Our critics believe the CaMV 35S promoter is not harmful because people
have been eating the virus in infected cabbages and cauliflower for many
years. What we have been consuming is predominantly intact virus and not
naked viral genomes. Naked viral genomes have been found to give
full-blown infections in non-host species that are not susceptible to the
intact virus (6). Moreover, the 35S promoter in the CaMV is a stable,
integral part of the virus, and cannot be compared to the 35S promoter in
artificial transgenic constructs. Artificial constructs are well-known to
be structurally unstable (7). We know that the 35S promoter in the virus
does not transfer into genomes because pararetroviruses, such as CaMV, do
not integrate into host genomes to complete their lifecycle; and viral
replication takes place in the cytoplasm (8). But that says nothing about
the 35S promoter in transgenic constructs that are integrated into host
genomes.
Proviral sequences are present in all genomes, and as all viral
promoters are modular, and have at least one module the TATA box -
in common, if not more, it is not inconceivable that the 35S promoter in
transgenic constructs can reactivate dormant viruses or generate new
viruses by recombination. The CaMV 35S promoter has been joined
artificially to the cDNAs of a wide range of viral genomes, and infectious
viruses produced in the laboratory (9). There is also evidence that
proviral sequence in the genome can be reactivated (10).

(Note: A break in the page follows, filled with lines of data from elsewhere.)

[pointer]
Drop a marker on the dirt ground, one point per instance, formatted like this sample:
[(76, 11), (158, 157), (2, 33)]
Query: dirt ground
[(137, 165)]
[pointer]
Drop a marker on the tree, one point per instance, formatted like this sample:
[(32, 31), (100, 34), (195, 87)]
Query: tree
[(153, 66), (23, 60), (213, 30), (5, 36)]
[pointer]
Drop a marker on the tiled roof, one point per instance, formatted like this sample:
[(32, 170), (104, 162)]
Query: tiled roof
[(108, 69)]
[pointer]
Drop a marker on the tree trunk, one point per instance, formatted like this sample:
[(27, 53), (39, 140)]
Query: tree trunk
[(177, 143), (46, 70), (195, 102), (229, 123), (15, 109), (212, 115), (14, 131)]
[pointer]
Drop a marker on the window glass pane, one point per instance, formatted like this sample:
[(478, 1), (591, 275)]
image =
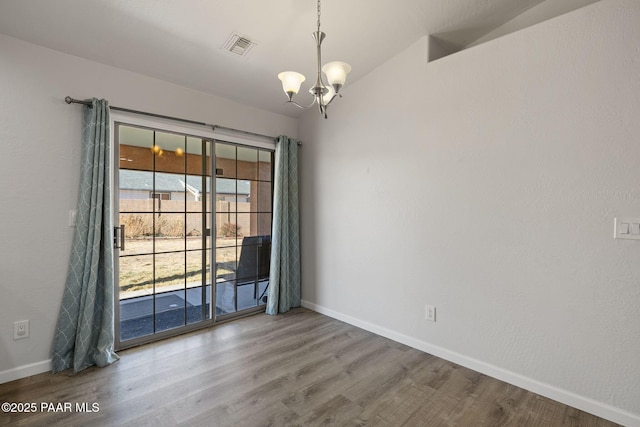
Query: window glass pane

The fact that plants are "loaded" with potentially mobile
elements can only make things worse. Most, if not all of the elements will
have been tamed in the course of evolution and hence no longer
mobile. But integration of transgenic constructs containing the 35S
promoter may mobilize the elements. The elements may in turn provide
helper-functions to destabilize the transgenic DNA, and may also serve as
substrates for recombination to generate more exotic invasive elements.
In signing on to the International Biosafety Protocol in Montreal in
January, more than 150 governments agreed to implement the precautionary
principle. The available evidence clearly indicates that there are serious
potential hazards associated with the use of the CaMV promoter. All GM
crops and products containing the CaMV promoter should therefore be
withdrawn both from commercial use and from field trials unless and until
they can be shown to be safe.
References
- Hodgson, J. (2000). Nature Biotechnology 18, 13.
- Institute of Science in Society website: <www.i-sis.org.uk>
- Ho, M.W., Ryan, A. and Cummins, J. (1999). Microbial Ecology in
Health and Disease , in press, and available in electronic form
www.scup.no/mehd/ho;.
- Wintermantel, W. and Schoelz, J. (1996). Virology 223, 156-64
- Ewen, S.W.B. and Pusztai, A. (1999). The Lancet 354,
1353-1354.
- See for example, Rekvig, O.P., et al (1992). Scand. J.
Immunol. 36, 487-95.
- Structural instability of artificial vectors is a text-book topic.
See Old, R.W. and Primrose, S.B. (1994). Principles of gene
manipulation, 5th ed., Blackwell, Oxford.
- Covey, S., et al (1990). Proc. Nat. Acad. Sci. USA
87, 1633-7.
- Maiss, E., et al (1992). J. Gen. Virol. 73, 709-13;
Meyer, M and Dessens, J. (1997). J. Gen. Viol. 78, 147-51.
- Nowora, T. et al (1999). Virology 255, 214-20.